Network Analysis of Ebola in Democratic Republic of Congo

Network Analysis of Ebola in Democratic Republic of Congo

Additional Investigators
Marcel Yotebieng
Joseph Tien
Marcel Yotebieng

Principal Investigators: Marcel Yotebieng, College of Public Health, Joseph Tien, Department of Mathematics

In 2014, the United Nations declared Ebola a threat to international security after West Africa saw 23,000 cases of the virus with more than 9,000 deaths. In order to make policy decisions on how to handle such outbreaks, officials need an understanding of how the virus spreads.

In this project, Marcel Yotebieng and Joseph Tien are creating mathematical models to better understand the networks through which the Ebola virus is spread. To do this, they are analyzing an outbreak that occurred from July to October 2014 in the Equateur province of the Democratic Republic of Congo, causing 69 suspected cases of the virus with 49 deaths.

Reconstruction of this network will allow the researchers to identify key network features such as contacts within the home, contacts between villages, and contacts through health care centers. This analysis will allow them to construct mathematical models that can be applied to other outbreaks, informing decisions about travel restrictions, quarantine, and vaccination campaigns.

The Ebola outbreak in Equateur province included one town and six villages with a health care center. The first case originated from eating bush meat, then spread through a funeral for the victim, infection in the hospital, and to other villages, where it was transmitted through homes.

>By examining such variables as number of contacts between individuals, their occupation, age, and gender, travel between communities, contact at mass events, and common travel to the health center, Yotebieng and Tien can create mathematical models of disease transmission.

Of special interest is how contact with different segments of the population changes over the course of the infection, and the role of health care workers who have heightened contact with infected people just as the disease is most transmissible.

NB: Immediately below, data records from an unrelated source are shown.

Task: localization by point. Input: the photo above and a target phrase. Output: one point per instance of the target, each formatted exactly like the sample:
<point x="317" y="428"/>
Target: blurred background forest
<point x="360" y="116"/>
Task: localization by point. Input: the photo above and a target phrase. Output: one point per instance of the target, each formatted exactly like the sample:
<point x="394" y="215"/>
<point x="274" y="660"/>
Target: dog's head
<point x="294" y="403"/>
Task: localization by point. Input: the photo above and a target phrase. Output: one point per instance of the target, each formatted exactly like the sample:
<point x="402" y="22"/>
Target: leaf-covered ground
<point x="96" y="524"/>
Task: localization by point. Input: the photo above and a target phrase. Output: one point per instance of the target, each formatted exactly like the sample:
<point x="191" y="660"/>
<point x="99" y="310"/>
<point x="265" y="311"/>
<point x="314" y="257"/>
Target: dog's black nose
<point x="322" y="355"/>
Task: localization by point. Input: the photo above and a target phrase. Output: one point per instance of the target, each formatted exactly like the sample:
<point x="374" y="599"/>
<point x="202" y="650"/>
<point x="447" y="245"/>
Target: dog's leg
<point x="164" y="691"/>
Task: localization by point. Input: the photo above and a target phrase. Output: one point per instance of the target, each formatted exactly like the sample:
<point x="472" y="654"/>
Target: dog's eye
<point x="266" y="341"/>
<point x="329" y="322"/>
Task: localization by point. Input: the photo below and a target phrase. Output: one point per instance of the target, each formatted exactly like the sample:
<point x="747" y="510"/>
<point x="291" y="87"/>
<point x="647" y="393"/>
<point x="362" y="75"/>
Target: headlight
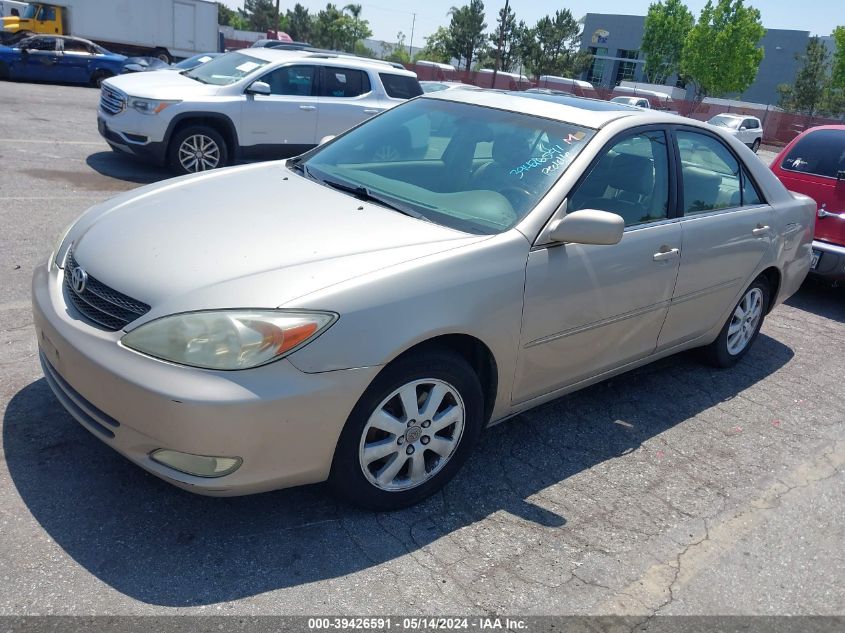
<point x="149" y="106"/>
<point x="228" y="339"/>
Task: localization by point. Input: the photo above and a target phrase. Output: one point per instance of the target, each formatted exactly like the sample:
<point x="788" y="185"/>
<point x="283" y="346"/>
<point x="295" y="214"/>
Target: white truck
<point x="165" y="29"/>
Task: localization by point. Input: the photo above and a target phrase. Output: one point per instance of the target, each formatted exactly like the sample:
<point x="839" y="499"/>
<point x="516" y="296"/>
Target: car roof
<point x="350" y="61"/>
<point x="592" y="113"/>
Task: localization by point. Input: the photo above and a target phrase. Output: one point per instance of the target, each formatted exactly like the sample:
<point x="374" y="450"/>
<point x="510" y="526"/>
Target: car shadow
<point x="163" y="546"/>
<point x="122" y="167"/>
<point x="820" y="298"/>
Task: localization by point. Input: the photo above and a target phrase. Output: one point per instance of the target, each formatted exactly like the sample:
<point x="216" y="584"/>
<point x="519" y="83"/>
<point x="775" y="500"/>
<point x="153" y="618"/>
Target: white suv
<point x="256" y="103"/>
<point x="747" y="129"/>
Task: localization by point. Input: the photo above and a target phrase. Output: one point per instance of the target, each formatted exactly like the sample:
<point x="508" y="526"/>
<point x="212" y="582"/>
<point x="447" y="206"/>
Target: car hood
<point x="160" y="84"/>
<point x="252" y="236"/>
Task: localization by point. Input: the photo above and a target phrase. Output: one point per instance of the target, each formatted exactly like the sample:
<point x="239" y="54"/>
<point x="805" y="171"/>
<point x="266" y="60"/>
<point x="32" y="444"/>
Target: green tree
<point x="466" y="32"/>
<point x="721" y="55"/>
<point x="838" y="74"/>
<point x="551" y="47"/>
<point x="396" y="52"/>
<point x="505" y="39"/>
<point x="813" y="91"/>
<point x="260" y="15"/>
<point x="436" y="47"/>
<point x="666" y="28"/>
<point x="300" y="23"/>
<point x="225" y="15"/>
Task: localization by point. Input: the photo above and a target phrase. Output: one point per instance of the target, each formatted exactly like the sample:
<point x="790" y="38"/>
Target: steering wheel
<point x="516" y="195"/>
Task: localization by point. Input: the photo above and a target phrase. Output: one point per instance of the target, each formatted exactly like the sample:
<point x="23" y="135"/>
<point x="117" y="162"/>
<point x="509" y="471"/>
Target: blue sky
<point x="387" y="17"/>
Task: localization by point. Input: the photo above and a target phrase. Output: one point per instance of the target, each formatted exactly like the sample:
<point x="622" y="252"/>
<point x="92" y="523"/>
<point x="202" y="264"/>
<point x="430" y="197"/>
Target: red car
<point x="814" y="164"/>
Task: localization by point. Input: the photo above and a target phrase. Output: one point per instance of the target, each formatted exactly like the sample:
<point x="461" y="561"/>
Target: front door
<point x="589" y="309"/>
<point x="287" y="116"/>
<point x="727" y="229"/>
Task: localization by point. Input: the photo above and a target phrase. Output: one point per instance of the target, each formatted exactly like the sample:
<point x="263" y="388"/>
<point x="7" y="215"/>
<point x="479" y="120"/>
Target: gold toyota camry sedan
<point x="361" y="316"/>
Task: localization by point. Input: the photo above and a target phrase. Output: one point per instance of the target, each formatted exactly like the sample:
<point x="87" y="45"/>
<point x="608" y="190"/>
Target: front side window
<point x="475" y="169"/>
<point x="710" y="173"/>
<point x="291" y="80"/>
<point x="344" y="82"/>
<point x="630" y="179"/>
<point x="821" y="153"/>
<point x="226" y="69"/>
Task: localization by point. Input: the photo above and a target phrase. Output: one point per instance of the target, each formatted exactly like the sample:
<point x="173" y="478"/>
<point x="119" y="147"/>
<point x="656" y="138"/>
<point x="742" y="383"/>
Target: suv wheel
<point x="410" y="432"/>
<point x="742" y="327"/>
<point x="197" y="148"/>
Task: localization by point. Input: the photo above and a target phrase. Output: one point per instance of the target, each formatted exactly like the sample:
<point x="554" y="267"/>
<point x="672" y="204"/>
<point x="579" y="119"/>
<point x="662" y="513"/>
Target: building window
<point x="625" y="72"/>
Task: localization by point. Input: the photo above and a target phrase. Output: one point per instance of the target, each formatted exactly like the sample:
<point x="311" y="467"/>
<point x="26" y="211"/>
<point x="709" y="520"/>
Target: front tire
<point x="742" y="327"/>
<point x="197" y="148"/>
<point x="410" y="432"/>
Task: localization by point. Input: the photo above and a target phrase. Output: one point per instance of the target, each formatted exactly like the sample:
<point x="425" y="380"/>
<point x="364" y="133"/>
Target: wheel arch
<point x="474" y="351"/>
<point x="215" y="120"/>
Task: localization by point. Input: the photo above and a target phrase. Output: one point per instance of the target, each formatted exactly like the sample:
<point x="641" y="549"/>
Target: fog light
<point x="199" y="465"/>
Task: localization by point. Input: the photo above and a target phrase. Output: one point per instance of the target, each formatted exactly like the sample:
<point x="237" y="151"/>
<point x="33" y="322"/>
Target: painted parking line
<point x="50" y="141"/>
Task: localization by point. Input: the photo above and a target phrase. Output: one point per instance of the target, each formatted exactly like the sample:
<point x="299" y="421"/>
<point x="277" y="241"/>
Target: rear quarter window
<point x="821" y="153"/>
<point x="400" y="86"/>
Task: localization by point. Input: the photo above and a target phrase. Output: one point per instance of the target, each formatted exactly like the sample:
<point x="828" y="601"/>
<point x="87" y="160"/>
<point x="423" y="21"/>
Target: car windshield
<point x="226" y="69"/>
<point x="725" y="121"/>
<point x="475" y="169"/>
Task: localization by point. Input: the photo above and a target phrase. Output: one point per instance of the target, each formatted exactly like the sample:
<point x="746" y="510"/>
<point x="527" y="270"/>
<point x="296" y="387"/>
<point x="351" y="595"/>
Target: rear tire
<point x="742" y="327"/>
<point x="391" y="455"/>
<point x="197" y="148"/>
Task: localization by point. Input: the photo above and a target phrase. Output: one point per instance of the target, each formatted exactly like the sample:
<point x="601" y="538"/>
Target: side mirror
<point x="258" y="88"/>
<point x="588" y="226"/>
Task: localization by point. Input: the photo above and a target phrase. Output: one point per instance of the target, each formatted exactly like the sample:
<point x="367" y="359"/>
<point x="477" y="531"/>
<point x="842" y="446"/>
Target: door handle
<point x="663" y="255"/>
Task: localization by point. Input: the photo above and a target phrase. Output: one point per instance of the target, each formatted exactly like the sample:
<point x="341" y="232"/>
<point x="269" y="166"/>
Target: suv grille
<point x="111" y="100"/>
<point x="105" y="307"/>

A grant from the Mershon Center allowed Yotebieng to hire public health personnel in the DRC to collate and digitize data regarding the outbreak of Ebola in Equateur province.

This research is part of a larger study examining Ebola dynamics funded by a short-term grant from the National Science Foundation. Yotebieng and Tien will use the results to apply for long-term grants from NSF and National Institutes of Health.